Prep Time 10 minutes
Cook Time 20 minutes
Total Time 30 minutes
Servings: 4 servings

Ingredients
  

  • Chicken: 1.5 pounds thin-sliced boneless, skinless chicken breasts (or regular breasts pounded to 1/2-inch thickness)
  • Dijon mustard: 3 tablespoons for tang and depth
  • Whole grain or yellow mustard (optional): 1 tablespoon for texture and added bite
  • Honey: 1.5 to 2 tablespoons, to taste
  • Chicken broth: 1/3 cup, low sodium
  • Apple cider vinegar or lemon juice: 1 tablespoon for brightness
  • Garlic: 2 cloves, minced (or 1/2 teaspoon garlic powder)
  • Onion powder: 1/2 teaspoon
  • Paprika: 1/2 teaspoon (smoked or sweet)
  • Salt and black pepper: To taste
  • Olive oil or avocado oil: 1 to 2 teaspoons for the pan
  • Cornstarch (optional): 1/2 teaspoon mixed with 1 teaspoon water, if you prefer a thicker sauce
  • Fresh parsley (optional): For garnish

Method
 

  1. Prep the chicken: Pat the chicken dry with paper towels.
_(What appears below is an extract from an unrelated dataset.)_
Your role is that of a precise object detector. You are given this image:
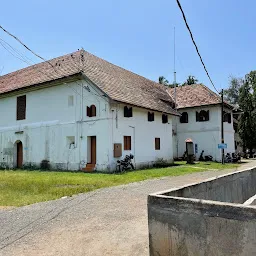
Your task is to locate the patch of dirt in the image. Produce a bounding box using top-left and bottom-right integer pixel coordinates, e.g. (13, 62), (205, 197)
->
(0, 206), (16, 210)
Season both sides with salt, pepper, onion powder, and paprika.
  2. Make the sauce base: In a small bowl, whisk together Dijon, optional whole grain mustard, honey, chicken broth, vinegar or lemon juice, and garlic. Taste and adjust honey or mustard as needed.
  3. Heat the pan: Set a large nonstick or stainless skillet over medium to medium-high heat. Add the oil and let it shimmer.
  4. Cook the chicken: Add chicken in a single layer. Sear 3 to 4 minutes per side until golden and just cooked through. Transfer to a plate and tent loosely with foil.
  5. Deglaze and simmer: Lower heat to medium. Pour in the sauce base. Scrape up browned bits with a wooden spoon. Simmer 2 to 3 minutes to reduce slightly.
  6. Thicken if desired: For a slightly thicker, glossy sauce, stir in the cornstarch slurry and simmer 30 to 60 seconds until lightly thickened.
  7. Finish the chicken: Return chicken and any juices to the pan. Spoon sauce over the pieces and simmer 1 minute, just to coat.
  8. Garnish and serve: Sprinkle with chopped parsley. Serve with steamed green beans, roasted broccoli, cauliflower rice, or a small scoop of brown rice.